Zur Begrenzung der Erfolgsaussichten einer Erinnerung genügt nicht das bloße Bestreiten der Kostenlast; es sind konkrete Umstände erforderlich, die eine erkennbare Rechtsfehlerhaftigkeit oder eine Gehörsverletzung belegen.

4

Die Übernahme und Bezugnahme des Gerichts auf die sachlich-rechtliche Stellungnahme der Bezirksrevisorin kann die Begründung einer Kostenentscheidung tragen, sofern diese die tatsächliche und rechtliche Lage zutreffend darstellt.

Zitiert von (1)

1 neutral

Relevante Normen
§ 81 Abs. 1 Satz 1 FamFG

Tenor

Gründe:

Die Erinnerung ist zulässig, aber unbegründet.
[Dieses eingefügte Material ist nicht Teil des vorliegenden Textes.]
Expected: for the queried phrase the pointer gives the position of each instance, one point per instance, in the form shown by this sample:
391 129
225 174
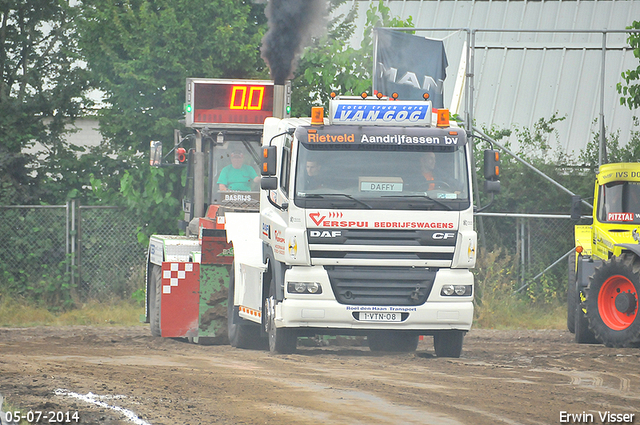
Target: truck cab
365 228
604 273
Wegen der Begründung wird Bezug genommen auf die anliegende Stellungnahme der Bezirksrevisorin, der sich das Gericht vollumfänglich anschließt.
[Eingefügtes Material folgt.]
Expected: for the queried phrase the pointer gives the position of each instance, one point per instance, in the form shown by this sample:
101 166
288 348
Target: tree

Die Entscheidung, die Gerichtskosten und damit auch die Kosten des Verfahrensbeistands dem Kostenschuldner aufzuerlegen, entsprach bei der vorliegenden Sach- und Rechtslage billigem Ermessen nach § 81 Abs. 1 Satz 1 FamFG.

Rubrum

1

2

Rechtsbehelfsbelehrung:

3

Gegen diesen Beschluss ist, soweit nur die Entscheidung über die Kosten angefochten werden soll, das Rechtsmittel der sofortigen Beschwerde gegeben, wenn der Wert der Hauptsache 600 Euro übersteigt und der Wert des Beschwerdegegenstandes 200 Euro übersteigt.

4

Sie steht jedem zu, dessen Rechte durch den Beschluss beeinträchtigt sind. Die sofortige Beschwerde ist bei dem Amtsgericht - Familiengericht - Recklinghausen, Reitzensteinstr. 17, 45657 Recklinghausen oder dem Beschwerdegericht, dem Oberlandesgericht Hamm, Heßlerstr. 53, 59065 Hamm in deutscher Sprache schriftlich oder, sofern die Vertretung durch einen Rechtsanwalt nicht geboten ist, zur Niederschrift der Geschäftsstelle einzulegen. Die Beschwerde kann auch zur Niederschrift der Geschäftsstelle eines jeden Amtsgerichtes abgegeben werden, sofern die Vertretung durch einen Rechtsanwalt nicht geboten ist.

5

Die sofortige Beschwerde muss spätestens innerhalb von zwei Wochen bei dem Amtsgericht - Familiengericht – Recklinghausen oder dem Oberlandesgericht Hamm eingegangen sein. Dies gilt auch dann, wenn die Beschwerde zur Niederschrift der Geschäftsstelle eines anderen Amtsgerichtes abgegeben wurde. Die Frist beginnt mit der Zustellung des Beschlusses, spätestens mit Ablauf von fünf Monaten nach Erlass des Beschlusses. Fällt das Ende der Frist auf einen Sonntag, einen allgemeinen Feiertag oder Sonnabend, so endet die Frist mit Ablauf des nächsten Werktages.

6

Die sofortige Beschwerde muss die Bezeichnung des angefochtenen Beschlusses sowie die Erklärung enthalten, dass sofortige Beschwerde gegen diesen Beschluss eingelegt wird. Sie ist zu unterzeichnen und soll begründet werden.